Test 1 — Valid token accepted
TOKEN=$(curl -s -X POST \
"https://auth.dghs.gov.bd/realms/hris/protocol/openid-connect/token" \
-d "grant_type=client_credentials" \
-d "client_id=fhir-vendor-{org-id}" \
-d "client_secret={secret}" \
| jq -r '.access_token')
curl -s -o /dev/null -w "%{http_code}" \
-H "Authorization: Bearer ${TOKEN}" \
https://fhir.dghs.gov.bd/fhir/Patient
# Expected: 200 (empty bundle) or 404 — NOT 401
Test 2 — Missing token rejected
curl -s -o /dev/null -w "%{http_code}" \
https://fhir.dghs.gov.bd/fhir/Patient
# Expected: 401
Test 3 — Expired token rejected
# Use a deliberately expired token (exp in the past)
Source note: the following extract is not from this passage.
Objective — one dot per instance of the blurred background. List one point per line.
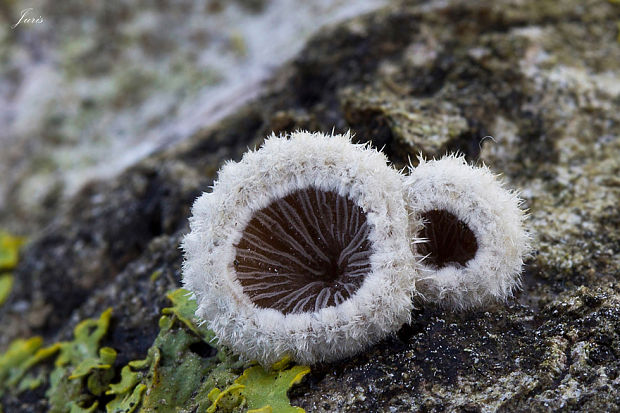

# Easiest: wait for a token to expire (default Keycloak token lifetime: 5 minutes)
# Then attempt a request with the expired token.
# Expected: 401
Test 4 — Wrong realm rejected
# Get a token from a different realm (if available) or forge iss claim
# Expected: 401
Test 5 — mci-api role required
# Create a test client WITHOUT mci-api role
# Get token for that client
# Attempt FHIR request
# Expected: 401
Test 6 — fhir-admin endpoint requires fhir-admin role
# Use a vendor token (mci-api only, no fhir-admin)
VENDOR_TOKEN=...
curl -s -w "\n%{http_code}" \
-X DELETE \
-H "Authorization: Bearer ${VENDOR_TOKEN}" \
https://fhir.dghs.gov.bd/admin/terminology/cache
# Expected: 403
# Use fhir-admin token
ADMIN_TOKEN=$(curl -s -X POST \
"https://auth.dghs.gov.bd/realms/hris/protocol/openid-connect/token" \
-d "grant_type=client_credentials" \
-d "client_id=fhir-admin-pipeline" \
-d "client_secret={admin_secret}" \
| jq -r '.access_token')
curl -s -w "\n%{http_code}" \
-X DELETE \
-H "Authorization: Bearer ${ADMIN_TOKEN}" \
https://fhir.dghs.gov.bd/admin/terminology/cache
# Expected: 200 with flush summary JSON
Part 5 — Token lifetime configuration
Keycloak default access token lifetime is 5 minutes. For machine-to-machine FHIR submissions, this is appropriate — vendor systems must refresh tokens before expiry. Do not increase the token lifetime to accommodate vendors who are not refreshing tokens correctly. Token refresh is the vendor's responsibility, not a server-side workaround.
Recommended settings for vendor clients:
| Setting | Value | Rationale |
|---|---|---|
| Access Token Lifespan | 5 minutes | Short-lived — minimises window for token replay |
| Refresh Token Max Reuse | 0 | One-time use refresh tokens |
| Client Session Idle | 30 minutes | Vendor batch jobs may pause between submissions |
| Client Session Max | 8 hours | Maximum session for a single batch run |
Configure at: Realm Settings → Tokens for defaults,
or per-client at: Clients → {client} → Advanced → Advanced settings.